The 2099 versions of Spider-Man and Strange are tight allies, too

The cooperative relationship between Spider-Man and Doctor Strange would be reflected in the dystopian world of 2099 by their future counterparts. In fact, the timely interference of one ends up saving the other from predestined death.

The Spider-Man of 2099, Miguel O'Hara, is a gifted but arrogant geneticist who begins his heroic journey after a sabotaged lab experiment grants him spider-powers. Meanwhile, the self-proclaimed Sorceress Supreme of this bleak, corporation-controlled future is a young woman named Jeannie who trained herself in the Mystic Arts. When Spider-Man 2099 and Strange 2099 first meet in the pages of "Spider-Man 2099" vol. 1 #32, the sorceress asks for the aid of the "S-Man" in putting a stop to a zombie invasion in Mexico City.

After this adventure, the two heroes would find themselves teaming up from time to time, fighting against such foes as the Maestro, the murderous future version of the Hulk.
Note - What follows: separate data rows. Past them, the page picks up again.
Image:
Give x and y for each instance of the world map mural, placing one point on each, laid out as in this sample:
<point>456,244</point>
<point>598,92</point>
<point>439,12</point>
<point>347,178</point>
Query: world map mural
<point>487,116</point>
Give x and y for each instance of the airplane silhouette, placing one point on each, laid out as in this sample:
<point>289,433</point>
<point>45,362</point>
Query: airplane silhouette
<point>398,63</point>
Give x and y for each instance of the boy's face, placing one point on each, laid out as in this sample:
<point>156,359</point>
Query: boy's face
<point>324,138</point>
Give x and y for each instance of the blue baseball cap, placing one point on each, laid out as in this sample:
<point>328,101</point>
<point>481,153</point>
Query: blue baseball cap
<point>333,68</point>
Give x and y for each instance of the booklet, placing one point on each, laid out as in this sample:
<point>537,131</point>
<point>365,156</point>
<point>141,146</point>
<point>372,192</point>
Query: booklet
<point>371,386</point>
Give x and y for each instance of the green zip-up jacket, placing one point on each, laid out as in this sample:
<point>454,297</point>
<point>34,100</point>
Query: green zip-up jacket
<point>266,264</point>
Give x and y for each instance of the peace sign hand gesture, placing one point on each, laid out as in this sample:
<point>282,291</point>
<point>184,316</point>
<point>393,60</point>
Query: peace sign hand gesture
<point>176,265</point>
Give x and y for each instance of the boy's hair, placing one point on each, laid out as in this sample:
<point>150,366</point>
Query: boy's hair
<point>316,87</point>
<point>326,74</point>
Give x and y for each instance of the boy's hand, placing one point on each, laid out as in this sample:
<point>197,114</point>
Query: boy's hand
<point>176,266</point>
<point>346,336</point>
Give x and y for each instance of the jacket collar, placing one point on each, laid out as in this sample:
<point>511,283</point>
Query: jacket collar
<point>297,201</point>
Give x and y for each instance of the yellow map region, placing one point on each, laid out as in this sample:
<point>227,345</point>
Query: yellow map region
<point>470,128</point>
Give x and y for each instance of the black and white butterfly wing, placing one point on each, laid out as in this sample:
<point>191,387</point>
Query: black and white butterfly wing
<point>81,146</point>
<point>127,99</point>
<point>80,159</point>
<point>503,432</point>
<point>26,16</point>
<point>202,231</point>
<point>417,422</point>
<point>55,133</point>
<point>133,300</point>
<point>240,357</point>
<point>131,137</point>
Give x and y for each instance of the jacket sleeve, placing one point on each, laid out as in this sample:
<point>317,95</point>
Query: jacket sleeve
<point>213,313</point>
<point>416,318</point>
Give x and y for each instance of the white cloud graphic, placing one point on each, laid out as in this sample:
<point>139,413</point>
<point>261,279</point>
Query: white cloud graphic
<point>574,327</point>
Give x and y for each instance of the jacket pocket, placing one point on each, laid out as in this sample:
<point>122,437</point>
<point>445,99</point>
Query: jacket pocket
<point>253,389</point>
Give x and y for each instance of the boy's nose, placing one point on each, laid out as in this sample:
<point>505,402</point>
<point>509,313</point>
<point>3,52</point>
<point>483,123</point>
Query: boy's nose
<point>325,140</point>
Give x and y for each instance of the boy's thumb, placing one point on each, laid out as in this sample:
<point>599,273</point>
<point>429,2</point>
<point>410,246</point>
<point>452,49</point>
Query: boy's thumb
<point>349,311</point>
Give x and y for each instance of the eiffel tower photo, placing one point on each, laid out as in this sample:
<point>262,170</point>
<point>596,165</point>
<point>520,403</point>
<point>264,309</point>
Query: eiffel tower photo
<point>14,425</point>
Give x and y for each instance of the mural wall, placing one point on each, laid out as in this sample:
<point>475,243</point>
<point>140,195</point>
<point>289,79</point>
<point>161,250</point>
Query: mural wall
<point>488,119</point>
However, the most crucial piece of assistance that Spider-Man 2099 ever receives from the Sorceress Supreme happens in the final issue of vol. 3 of his eponymous comic book. Sustaining near-fatal injuries in a present-day battle against his mutated, hypnotized lover Tempest, Miguel is saved from certain death by a last-minute spell cast by Strange 2099. By the time Spider-Man 2099 wakes up, his injuries have been healed, and he has been transported to Strange's headquarters in the year 2100 (to prevent his survival from messing up the timeline).